The ePrivacy draft regulation is turning towards a more stringent regime with after the approval by European Parliament of the latest draft.

The European ePrivacy Regulation is meant to integrate the European General Data Protection Regulationwhen it comes to “electronic communications data“. It is still in a draft stage and apparently the plan is to speed up the approval process so that it will be effective from the 25th of May 2018 as the GDPR.

And a major step forward was made with the approval by the European Parliament of an amended text of the draft ePrivacy Regulation which seems to meet the requests from the European data protection authority for more stringent provisions in the opinion of the Article 29 Working Party on the topic. This does not mean that the ePrivacy Regulation will be eventually approved in its current wording, but just means that the European Parliament gave a mandate to start negotiations with the European Council on the current text.

The main chages that were introduced can be summarized as follows:

Broader scope for the ePrivacy regulation

The ePrivacy regulation now provides at recital 4 that

electronic communications data are generally personal data as defined in the Regulation (EU) 2016/679

The subsequent recital clarifies that the regulation applies only to “electronic communications data that qualify as personal data” which appears in contradiction with the previous recital. But in general terms the recital 4 seems to create a presumption that any electronic communication data falls within the scope of the GDPR. This is confirmed by the changes to the provisions relating to the material scope of the regulation whose applicability

  • is now clearly extended to the processing of any electronic communication data both online and offline by means of users terminals;
  • includes any content transmitted, distributed or exchanged by means of electronic communications services, including metadata;
  • applies to any type of direct marketing communication; and
  • any machine to machine service, which therefore would include Industrial Internet of Things communications.

Finally, the applicability to non-EU entities processing data of individuals located in the European Union (regardless of where the processing takes place) has been further expanded.

More reliance on users’ prior consent

The ePrivacy draft regulation relies on the users’ consent more than the GDPR which provides a wider number of alternative solutions, including the legitimate interest. On the contrary, the latest draft of the regulation emphasizes that

The provider of the electronic communications service may process electronic communications data solely for the provision of an explicitly requested service, for purely individual usage, only for the duration necessary for that purpose and without the consent of all users only where such requested processing does not adversely affect the fundamental rights and interests of another user or users.

This position seems confirmed also in relation to communications for direct marketing purposes whose provision of the ePrivacy regulation refers to the need of a prior consent, only providing for the “soft spam exemption” and without mentioning the possibility to rely on the legitimate interest which on the contrary is expressly provided by the GDPR.

Likewise any interception of electronic communications, also by means of wireless networks and for traffic analytics, shall occur with the prior consent of the relevant individuals.

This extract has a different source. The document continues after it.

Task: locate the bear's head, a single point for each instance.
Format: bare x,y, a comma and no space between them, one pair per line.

Cookie walls and banners are banned

The ePrivacy draft regulation takes a strong position agains cookie walls and banners which on the contrary are the solution provided by the guidelines of the Italian data protection authority. On the contrary, more control shall be given to users by means for instance of browser settings. This solution is aimed at avoiding a sort of unknown approval by users that are just bothered by cookie walls and accept it without reading the terms of the applicable cookies policy. But the draft regulation also adds that

  • in compliance with the principle of privacy by default, the default settings of the browser or software to be used to control cookies shall be set so that the storing of information on the terminal equipment by third parties is prohibited. This might have a massive negative effective on all the applications aimed at tracking users’ behaviour on the Internet and
  • users shall be given sufficient granular options as to the categories of consent to be given in order to have a better control on them.

Strong limitations to web analytics

No consent is required for cookies that are technically necessary for measuring the reach of an information society service requested by the user provided that such measurement is carried out by the provider or on behalf of the provider and

  1. data is aggregated;
  2. user is given a possibility to object;
  3. no personal data is made accessible to any third party and
  4. data is kept separate from the data collected in the course of audience measuring on behalf of other providers.

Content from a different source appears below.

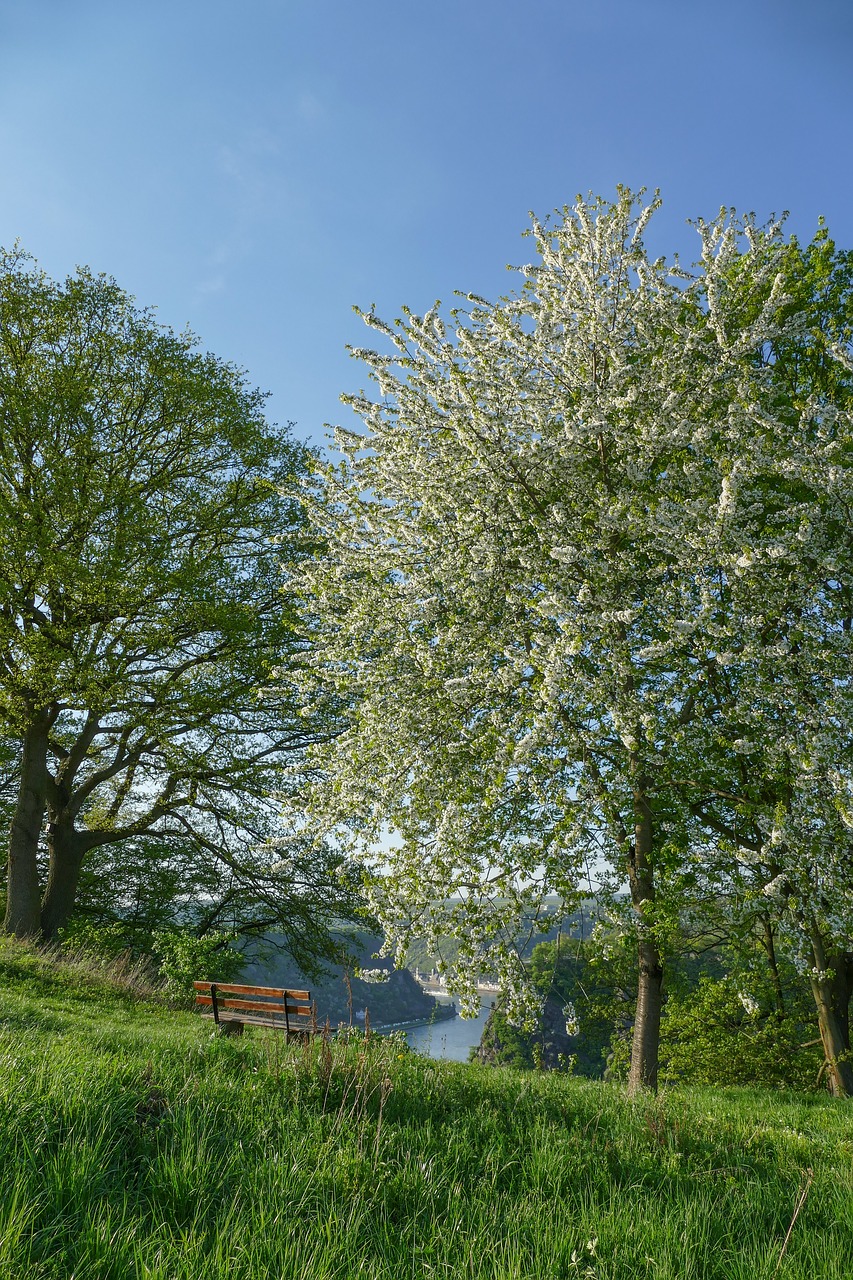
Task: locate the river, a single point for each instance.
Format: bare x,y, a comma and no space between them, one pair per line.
454,1038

Broader applicability of fines

The scenarios in which the highest fine of 4% of the global turnover or € 20 million is applicable have been extended to include for instance the breach of the provisions on consent and on privacy settings for cookies. Also, it has been clarified that if the same conduct represents a breach both under the GDPR and the ePrivacy regulation, the highest fine will apply.

My impression is that the European regulators are setting a regime that is excessively restrictive and might render the European market less attractive in a period when there is a strong tendency towards digitalization and the usage of tools of machine learning, artificial intelligence and IoT. The goal is to protect consumers, but I am concerned that the European Union is currently in an economic condition to be able to “set the path“, while a more balanced approach might encourge investments.